Yeah, he obviously means the world to me. I would do anything for him and his family, and it’s been super tough for everybody involved. I had a lot of tears about it, and my father is also suffering from similar kinds of things. So having it on both fronts, it’s profound to realize how precious everything is. So I’m just grateful for what he did because he didn’t micromanage at all. He protected me from the system early, so I’m forever grateful to him.
What do you consider to be your best film?
It’s going to sound like a PR answer, but Knock at the Cabin has so much of what I love in it. It’s the way the pieces work together, and sometimes, you just have to leave it to the film gods.
Beyond Knock at the Cabin, you have three more original movie ideas, which indicates that you have no intention of slowing down anytime soon. Does Bruce’s situation factor into this prolific output at all?
It certainly does do that, but it’s probably more an immigrant mentality of, “Hey, this isn’t your country. Nothing is given to you. You’ve got to work harder than everybody else.” So that’s just part of the gig. I honestly think every movie is the last movie and everything I do is the last one. If it all ended here, Knock at the Cabin is the way I would want to end it, and that’s how I approached it. You referenced those three, but I’m not sure I’ll think of a fourth.
If the ideas keep coming, will you follow in the footsteps of Martin Scorsese and Ridley Scott and just never stop making movies?

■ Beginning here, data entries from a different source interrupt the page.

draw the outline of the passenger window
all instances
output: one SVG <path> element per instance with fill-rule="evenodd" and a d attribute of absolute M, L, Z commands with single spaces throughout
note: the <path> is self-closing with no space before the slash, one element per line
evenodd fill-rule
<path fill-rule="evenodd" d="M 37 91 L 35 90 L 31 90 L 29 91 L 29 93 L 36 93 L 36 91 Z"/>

I hope so. I don’t want things to just be OK or good. I want to really go for it, and risk and feel. When I look down and there’s no net, that’s the best way for me. So when I’m older, we’ll see if I have the resilience to really have no net. I don’t know if I’m interested in doing it with a net.
What’s your most misunderstood film?
There’s a plethora I could pick from, but probably Lady in the Water. It’s its own tone, and it’s jazz in its own way.
What’s the film that got away?
I loved the book Life of Pi, and I was going to make it. But Ang Lee made a beautiful movie from it. That was one that I wished I did. In between the first two movies. I wrote a spec screenplay called Labor of Love, and it became a giant bidding war in Hollywood. Fox then bought it, and they fired me as a director because I was a kid. I almost made it many, many times since, but at this point, I probably won’t ever make it.
Universal is collecting auteur filmmakers like yourself, Jordan Peele, Christopher Nolan and Daniels. What makes the studio appealing?
They’ve been very good at letting us do our thing, and they’re just very kind people. They have not shied away from the original movie, which has been to their great benefit. I wish the whole industry would embrace the original movie and bring it back. Once upon a time, the entire industry was geared solely toward original movies. Finding and supporting new voices that can reach large audiences used to be the major thing, and Universal has now made that a mandate.
You’ve turned Servant into a breeding ground for new filmmakers, including your middle daughter, Ishana Night Shyamalan. With Hollywood nepotism being a hot-button topic right now, are you worried at all that the dues Ishana has paid will be overlooked?
Whether it’s Dell Curry and Stephen Curry or another family in any other field, giving your child the work ethic is the most important thing, besides being a kind human being. Ishana is insanely talented, so I’m not worried about it at all. All people have to do is watch her stuff and their jaws are going to drop. She’s reminding me of myself at 23 and the muscles and the audaciousness that you have at that time. So she’s really re-inspiring me.
Lately, a number of filmmakers have made personal, semiautobiographical works. Would you ever revisit your life story and career?
There was a company that asked, “Hey, can we do a reality show about your family?” And we were like, “We’re so incredibly boring.” I mean, every dinner is like a little TED Talk. We’re always talking about art, but it isn’t very exciting. It’s just very simple.
Interview edited for length and clarity.